The researchers found that those who drank more than 28 cups of coffee each week had up to a 56% greater risk of early mortality – with the greater risk being in men and women younger than 55 years of age. The results stayed the same even when the researchers eliminated confounding variables such as fitness level and traditional cardiovascular risk factors such as diabetes, smoking, alcohol consumption, and obesity.
The researchers are still unclear about the mechanism through which coffee becomes toxic. The speculations include that the contributors to the increased risk of early mortality are the caffeine naturally in in coffee and sugar added to the coffee before drinking. Based on the findings at hand, the researchers recommended limiting coffee consumption to no more than 3 cups per day.
Last May, a large-scale study was published revealing that regular consumers of coffee lived longer2. The research, conducted by the National Institutes of Health (NIH), followed over 400,000 men and women aged 50-71 years – slightly older than the aforementioned study – and found that men who drank 6 cups of coffee or more per day – regardless of caffeine content – had a 10% lower chance of dying compared to those who didn’t drink coffee, while women’s risk was reduced 15% for the same amount of coffee.
It was also found that a moderate coffee consumption was associated with a greater survival rate. The researchers found that drinking one cup of coffee per day decreased the chance of mortality by 6% in men, and 5% in women. When the researchers eliminated confounding variables – such as heart and lung disease, infections, accidents and injuries, socio-economic status, weight, alcohol consumption, smoking, and physical activity – the findings remained the same. The researchers noted that it is still unclear at what degree of coffee consumption the mortality risk declines.
It was speculated that among the more than 1,000 compounds in coffee that affect health, the possible contributors to the protective effect are antioxidant polyphenols, which decrease destructive processes in the body and are believed to extend the lifespan.
But coffee does a lot more. Many other studies show that it may reduce Parkinson’s disease tremor symptoms, depression, and risks of diabetes, liver and breast cancers, and even high blood pressure.

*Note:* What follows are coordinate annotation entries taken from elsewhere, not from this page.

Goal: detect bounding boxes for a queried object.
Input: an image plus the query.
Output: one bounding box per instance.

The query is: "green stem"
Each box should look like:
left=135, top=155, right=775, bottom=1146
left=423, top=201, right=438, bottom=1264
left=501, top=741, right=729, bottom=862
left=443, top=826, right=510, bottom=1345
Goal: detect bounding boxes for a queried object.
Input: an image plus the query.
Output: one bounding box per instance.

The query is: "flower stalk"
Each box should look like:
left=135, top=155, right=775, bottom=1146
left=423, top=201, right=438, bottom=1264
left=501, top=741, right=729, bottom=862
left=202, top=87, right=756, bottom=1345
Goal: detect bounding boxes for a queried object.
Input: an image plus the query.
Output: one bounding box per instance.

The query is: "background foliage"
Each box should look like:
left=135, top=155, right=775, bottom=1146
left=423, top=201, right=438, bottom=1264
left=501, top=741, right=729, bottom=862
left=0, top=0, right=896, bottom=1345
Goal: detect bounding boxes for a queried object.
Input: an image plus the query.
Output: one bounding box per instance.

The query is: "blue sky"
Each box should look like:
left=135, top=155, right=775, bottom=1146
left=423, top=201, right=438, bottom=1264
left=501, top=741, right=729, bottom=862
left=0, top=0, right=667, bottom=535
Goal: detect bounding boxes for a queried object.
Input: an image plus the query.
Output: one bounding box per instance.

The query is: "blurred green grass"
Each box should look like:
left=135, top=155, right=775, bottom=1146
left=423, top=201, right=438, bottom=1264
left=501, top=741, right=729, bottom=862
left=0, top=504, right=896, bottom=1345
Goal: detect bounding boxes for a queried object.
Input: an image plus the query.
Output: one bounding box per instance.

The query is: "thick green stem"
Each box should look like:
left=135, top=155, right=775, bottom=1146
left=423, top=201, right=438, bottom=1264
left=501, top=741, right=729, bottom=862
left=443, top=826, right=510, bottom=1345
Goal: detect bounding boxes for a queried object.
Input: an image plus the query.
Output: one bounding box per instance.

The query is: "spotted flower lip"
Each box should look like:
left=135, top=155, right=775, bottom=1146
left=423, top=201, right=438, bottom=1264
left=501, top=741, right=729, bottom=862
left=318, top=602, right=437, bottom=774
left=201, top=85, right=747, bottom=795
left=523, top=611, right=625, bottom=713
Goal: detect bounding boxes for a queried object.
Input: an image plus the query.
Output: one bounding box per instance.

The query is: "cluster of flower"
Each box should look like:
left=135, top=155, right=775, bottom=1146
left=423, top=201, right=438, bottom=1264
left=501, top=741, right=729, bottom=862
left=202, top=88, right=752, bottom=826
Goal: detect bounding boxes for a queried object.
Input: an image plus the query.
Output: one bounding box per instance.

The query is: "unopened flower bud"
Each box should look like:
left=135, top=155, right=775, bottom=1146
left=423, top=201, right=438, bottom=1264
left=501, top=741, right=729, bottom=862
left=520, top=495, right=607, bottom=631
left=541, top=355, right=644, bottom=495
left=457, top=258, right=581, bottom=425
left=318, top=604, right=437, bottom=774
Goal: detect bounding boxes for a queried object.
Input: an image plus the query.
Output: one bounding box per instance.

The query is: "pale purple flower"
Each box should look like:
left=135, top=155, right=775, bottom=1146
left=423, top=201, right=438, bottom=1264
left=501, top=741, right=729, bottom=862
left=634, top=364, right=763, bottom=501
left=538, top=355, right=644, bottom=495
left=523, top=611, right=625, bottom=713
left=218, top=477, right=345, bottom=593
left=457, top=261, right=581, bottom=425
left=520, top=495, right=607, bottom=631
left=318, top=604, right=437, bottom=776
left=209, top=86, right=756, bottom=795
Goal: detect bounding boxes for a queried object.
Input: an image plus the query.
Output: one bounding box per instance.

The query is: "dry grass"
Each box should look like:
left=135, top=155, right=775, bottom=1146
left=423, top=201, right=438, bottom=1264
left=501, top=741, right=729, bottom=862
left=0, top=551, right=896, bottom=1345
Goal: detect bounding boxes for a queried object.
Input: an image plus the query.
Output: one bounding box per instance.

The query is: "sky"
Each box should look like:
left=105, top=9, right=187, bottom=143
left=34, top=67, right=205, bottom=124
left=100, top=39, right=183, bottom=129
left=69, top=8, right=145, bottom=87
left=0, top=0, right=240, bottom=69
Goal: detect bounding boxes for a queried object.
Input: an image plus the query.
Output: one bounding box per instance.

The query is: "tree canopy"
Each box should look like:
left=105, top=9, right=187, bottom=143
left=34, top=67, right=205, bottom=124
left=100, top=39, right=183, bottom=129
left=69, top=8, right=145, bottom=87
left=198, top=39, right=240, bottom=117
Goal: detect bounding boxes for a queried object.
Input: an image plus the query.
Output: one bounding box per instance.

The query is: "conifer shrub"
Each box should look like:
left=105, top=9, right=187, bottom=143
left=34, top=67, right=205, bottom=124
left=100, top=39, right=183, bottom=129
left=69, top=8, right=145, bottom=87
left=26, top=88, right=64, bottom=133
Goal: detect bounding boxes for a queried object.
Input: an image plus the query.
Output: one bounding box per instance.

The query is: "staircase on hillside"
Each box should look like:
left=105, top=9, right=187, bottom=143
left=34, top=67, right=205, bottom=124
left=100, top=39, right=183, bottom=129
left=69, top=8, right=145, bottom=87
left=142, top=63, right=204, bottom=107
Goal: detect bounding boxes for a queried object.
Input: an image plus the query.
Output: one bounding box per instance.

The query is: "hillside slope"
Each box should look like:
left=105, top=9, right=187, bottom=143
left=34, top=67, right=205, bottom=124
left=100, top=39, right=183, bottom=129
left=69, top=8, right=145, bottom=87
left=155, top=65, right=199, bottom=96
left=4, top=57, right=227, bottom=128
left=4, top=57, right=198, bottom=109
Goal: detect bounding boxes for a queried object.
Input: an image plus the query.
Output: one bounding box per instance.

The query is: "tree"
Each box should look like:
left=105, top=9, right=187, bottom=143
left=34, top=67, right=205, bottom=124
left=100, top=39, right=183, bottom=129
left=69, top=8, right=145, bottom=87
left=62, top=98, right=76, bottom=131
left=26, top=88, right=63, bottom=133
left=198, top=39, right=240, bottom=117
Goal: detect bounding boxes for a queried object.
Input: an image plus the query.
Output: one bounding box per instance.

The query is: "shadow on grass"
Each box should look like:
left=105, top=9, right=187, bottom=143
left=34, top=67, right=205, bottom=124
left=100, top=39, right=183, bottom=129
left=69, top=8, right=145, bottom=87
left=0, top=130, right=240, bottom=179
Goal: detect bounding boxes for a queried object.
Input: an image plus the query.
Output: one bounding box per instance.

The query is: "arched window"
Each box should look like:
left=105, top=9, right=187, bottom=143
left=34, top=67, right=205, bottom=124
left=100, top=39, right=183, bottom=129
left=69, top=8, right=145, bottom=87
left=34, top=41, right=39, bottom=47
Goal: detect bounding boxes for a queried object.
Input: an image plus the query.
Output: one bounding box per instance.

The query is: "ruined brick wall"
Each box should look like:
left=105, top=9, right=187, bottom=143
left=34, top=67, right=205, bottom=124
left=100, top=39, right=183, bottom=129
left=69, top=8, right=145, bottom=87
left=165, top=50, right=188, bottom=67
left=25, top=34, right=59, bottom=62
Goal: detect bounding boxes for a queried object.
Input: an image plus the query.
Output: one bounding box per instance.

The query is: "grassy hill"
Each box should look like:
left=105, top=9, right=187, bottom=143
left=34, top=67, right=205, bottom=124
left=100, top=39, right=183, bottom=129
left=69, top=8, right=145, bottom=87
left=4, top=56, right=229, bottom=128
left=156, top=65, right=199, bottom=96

It should be noted that the exact amount of coffee and caffeine consumed in both studies is unknown, as there was no cited measurement for ‘cup,’ as the intake was reported by drinkers. Further, the composition and exact caffeine content of the various cups of coffee was unknown – and coffee beverages do indeed vary widely. This means there is a notable degree of inconsistency between active factors that could impact the significance of the results.
The Bottom Line
A recent systematic review of many studies investigating the affect of coffee and caffeine on mortality risks (including cardiovascular)3 came to the conclusion that coffee drinking may not pose a significant risk for most people, and in fact may present some benefit – and the cut-off point of intake remains uncertain. According to the studies reviewed here, it is likely most prudent to limit daily coffee intake to 4 cups (8 fluid ounces or 240 ml each) in people below 55 years of age, and 6 cups for those above. In the meantime, research into the matter will likely continue…
- Sui X, Lavie CJ, Hebert JR, Earnest CP, Zhang J, Blair SN. Association of Coffee Consumption With All-Cause and Cardiovascular Disease Mortality. Mayo Clinic Proceedings. Published online 19 August 2013 at http://www.mayoclinicproceedings.org/article/S0025-6196(13)00578-8/abstract
- Freedman ND, Park Y, Abnet CC, Hollenbeck AR, Sinha R. Association of coffee drinking with total and cause-specific mortality. N Engl J Med. 2012 May 17;366(20):1891-904.
- Malerba S, Turati F, Galeone C, Pelucchi C, Verga F, La Vecchia C, Tavani A. A meta-analysis of prospective studies of coffee consumption and mortality for all causes, cancers and cardiovascular diseases. Eur J Epidemiol. 2013 Jul;28(7):527-39.